Economic slack is a phrase used to describe the amount of resources in the economy that are not used. Machines left idle in a factory or people who cannot find a job represent slack to an economist.

The reason that slack exists is usually due to insufficient demand relative to what the economy is capable of producing. This is why economists want to keep track of it as it can give important signals about what is happening in the economy.

Why do central banks monitor slack?

If there is a large amount of slack in the economy it tends to mean many people are looking for a job. Even if the economy starts growing, there is still little pressure on producers at that stage to raise wages. This in turn means that they do not need to raise the prices of their products to cover higher wage costs. As a result, there is no danger of inflation getting out of control, so for the central bank it might mean that it can keep interest rates unchanged. The central bank may even consider providing stimulus to the economy, for example by cutting interest rates or using non-standard measures, to prevent inflation from falling too low for too long or even deflation kicking in.

After a while, however, as employment picks up and companies produce more, slack starts to disappear. The economy is about to hit its full capacity. It becomes difficult to find new employees and producers need to raise wages in order to keep existing ones. As a result, sharper price increases can be expected. For the central bank, this means that it is probably time to raise interest rates to keep prices stable.

The amount of slack therefore provides information about current and future inflationary pressures in the economy. It is one of the factors that can help the central bank make monetary policy decisions – when to raise or cut interest rates. The timing of such a policy move is crucial. Raising interest rates too early could hurt an economic recovery but doing so too late could result in higher inflation.

How is economic slack measured?

There are significant challenges in measuring slack, which is one reason why the concept is often discussed in economic debates. To measure it, economists often use the output gap, which is the difference between what is actually being produced in an economy (actual output) and what it has the capacity to produce (potential output). Actual output is measured by gross domestic product. Potential output is a concept that refers to the amount of goods and services that an economy is capable of producing when its resources, such as the workforce, equipment, infrastructure, and technology, are used in an efficient way that can be sustained over time.

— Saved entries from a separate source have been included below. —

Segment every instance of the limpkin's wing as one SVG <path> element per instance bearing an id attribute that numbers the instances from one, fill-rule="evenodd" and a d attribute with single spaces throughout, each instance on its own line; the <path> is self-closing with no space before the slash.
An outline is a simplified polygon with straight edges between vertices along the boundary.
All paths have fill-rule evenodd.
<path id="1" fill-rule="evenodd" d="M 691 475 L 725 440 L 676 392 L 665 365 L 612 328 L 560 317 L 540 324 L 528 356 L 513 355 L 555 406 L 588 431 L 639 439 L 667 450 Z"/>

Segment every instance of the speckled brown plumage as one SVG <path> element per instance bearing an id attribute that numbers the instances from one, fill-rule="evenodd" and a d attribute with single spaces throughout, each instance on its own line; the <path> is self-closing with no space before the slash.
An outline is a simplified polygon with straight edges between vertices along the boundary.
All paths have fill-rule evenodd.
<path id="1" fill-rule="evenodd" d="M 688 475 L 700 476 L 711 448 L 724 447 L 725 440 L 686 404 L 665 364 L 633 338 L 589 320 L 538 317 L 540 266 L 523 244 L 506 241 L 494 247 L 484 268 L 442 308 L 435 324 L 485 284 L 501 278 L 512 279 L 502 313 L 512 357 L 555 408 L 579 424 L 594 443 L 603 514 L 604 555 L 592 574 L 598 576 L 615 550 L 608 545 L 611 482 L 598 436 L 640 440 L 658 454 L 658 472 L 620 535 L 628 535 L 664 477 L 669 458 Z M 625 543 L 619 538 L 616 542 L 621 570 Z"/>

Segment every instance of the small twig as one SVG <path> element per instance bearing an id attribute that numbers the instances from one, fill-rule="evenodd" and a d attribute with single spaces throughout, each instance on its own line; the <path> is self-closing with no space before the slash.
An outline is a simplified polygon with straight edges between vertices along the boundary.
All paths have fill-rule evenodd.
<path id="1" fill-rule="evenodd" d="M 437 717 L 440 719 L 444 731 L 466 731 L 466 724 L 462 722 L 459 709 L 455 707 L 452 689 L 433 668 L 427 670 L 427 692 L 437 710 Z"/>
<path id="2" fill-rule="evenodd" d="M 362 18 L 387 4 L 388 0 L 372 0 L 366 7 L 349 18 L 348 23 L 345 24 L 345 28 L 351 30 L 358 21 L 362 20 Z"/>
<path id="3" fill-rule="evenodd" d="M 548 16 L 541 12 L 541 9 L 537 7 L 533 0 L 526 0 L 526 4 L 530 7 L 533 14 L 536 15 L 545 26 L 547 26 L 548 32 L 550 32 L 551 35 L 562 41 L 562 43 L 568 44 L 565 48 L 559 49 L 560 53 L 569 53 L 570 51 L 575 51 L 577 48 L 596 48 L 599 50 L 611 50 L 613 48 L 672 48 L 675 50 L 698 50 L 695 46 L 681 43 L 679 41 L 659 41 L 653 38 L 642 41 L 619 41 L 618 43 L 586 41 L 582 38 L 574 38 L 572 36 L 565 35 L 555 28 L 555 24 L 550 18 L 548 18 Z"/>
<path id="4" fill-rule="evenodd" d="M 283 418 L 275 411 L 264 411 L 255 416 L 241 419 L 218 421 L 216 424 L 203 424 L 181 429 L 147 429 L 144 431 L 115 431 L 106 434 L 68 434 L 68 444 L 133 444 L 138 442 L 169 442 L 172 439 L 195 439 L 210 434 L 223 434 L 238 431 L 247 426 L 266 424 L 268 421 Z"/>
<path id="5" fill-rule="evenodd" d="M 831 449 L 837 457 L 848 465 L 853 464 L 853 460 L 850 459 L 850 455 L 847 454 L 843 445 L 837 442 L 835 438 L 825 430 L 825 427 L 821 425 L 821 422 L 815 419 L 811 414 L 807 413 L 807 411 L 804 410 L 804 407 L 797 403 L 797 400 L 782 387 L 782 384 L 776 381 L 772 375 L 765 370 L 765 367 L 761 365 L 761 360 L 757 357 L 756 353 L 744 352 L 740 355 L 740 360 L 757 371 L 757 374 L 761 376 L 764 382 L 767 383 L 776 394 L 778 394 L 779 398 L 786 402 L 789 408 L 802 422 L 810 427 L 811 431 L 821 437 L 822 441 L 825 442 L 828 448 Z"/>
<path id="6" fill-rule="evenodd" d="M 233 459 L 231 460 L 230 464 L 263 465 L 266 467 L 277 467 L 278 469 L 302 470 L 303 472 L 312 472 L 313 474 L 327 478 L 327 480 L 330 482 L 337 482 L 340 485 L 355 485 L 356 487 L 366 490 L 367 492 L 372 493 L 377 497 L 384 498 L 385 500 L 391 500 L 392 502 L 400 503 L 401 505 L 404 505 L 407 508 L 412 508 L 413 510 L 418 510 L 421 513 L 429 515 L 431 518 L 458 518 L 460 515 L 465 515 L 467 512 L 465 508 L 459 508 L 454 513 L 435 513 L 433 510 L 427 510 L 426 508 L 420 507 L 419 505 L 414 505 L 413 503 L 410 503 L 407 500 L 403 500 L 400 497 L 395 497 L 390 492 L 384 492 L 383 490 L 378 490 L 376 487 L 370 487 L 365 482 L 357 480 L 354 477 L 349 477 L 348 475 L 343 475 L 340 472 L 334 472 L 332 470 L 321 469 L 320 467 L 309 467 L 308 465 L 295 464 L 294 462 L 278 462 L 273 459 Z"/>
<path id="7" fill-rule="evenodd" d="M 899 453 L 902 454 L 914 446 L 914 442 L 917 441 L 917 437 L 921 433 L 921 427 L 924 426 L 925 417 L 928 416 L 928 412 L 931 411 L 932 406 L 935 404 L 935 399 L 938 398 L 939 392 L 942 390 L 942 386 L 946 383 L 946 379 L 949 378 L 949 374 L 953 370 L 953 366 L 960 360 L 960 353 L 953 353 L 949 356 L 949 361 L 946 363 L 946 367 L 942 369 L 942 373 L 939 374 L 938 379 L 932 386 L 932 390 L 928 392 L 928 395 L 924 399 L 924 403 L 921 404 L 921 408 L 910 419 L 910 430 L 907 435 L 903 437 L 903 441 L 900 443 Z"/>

Actual output can be lower or higher than potential output. If it is lower, economists talk about a negative output gap. This happens when there is spare capacity, or slack, in the economy. If the actual output is higher than the potential output, economists talk about a positive output gap. This happens when demand is very high and the economy is operating above what it can sustainably maintain.

Economic slack

Being a theoretical concept, potential output cannot be measured directly and experts use different methodologies to estimate it. Consequently, they get different results. To make matters even more tricky, estimates of potential output are often the most uncertain for the period that interests central bankers the most: the recent past and present. As a result, slack and the output gap are rarely out of economic debates.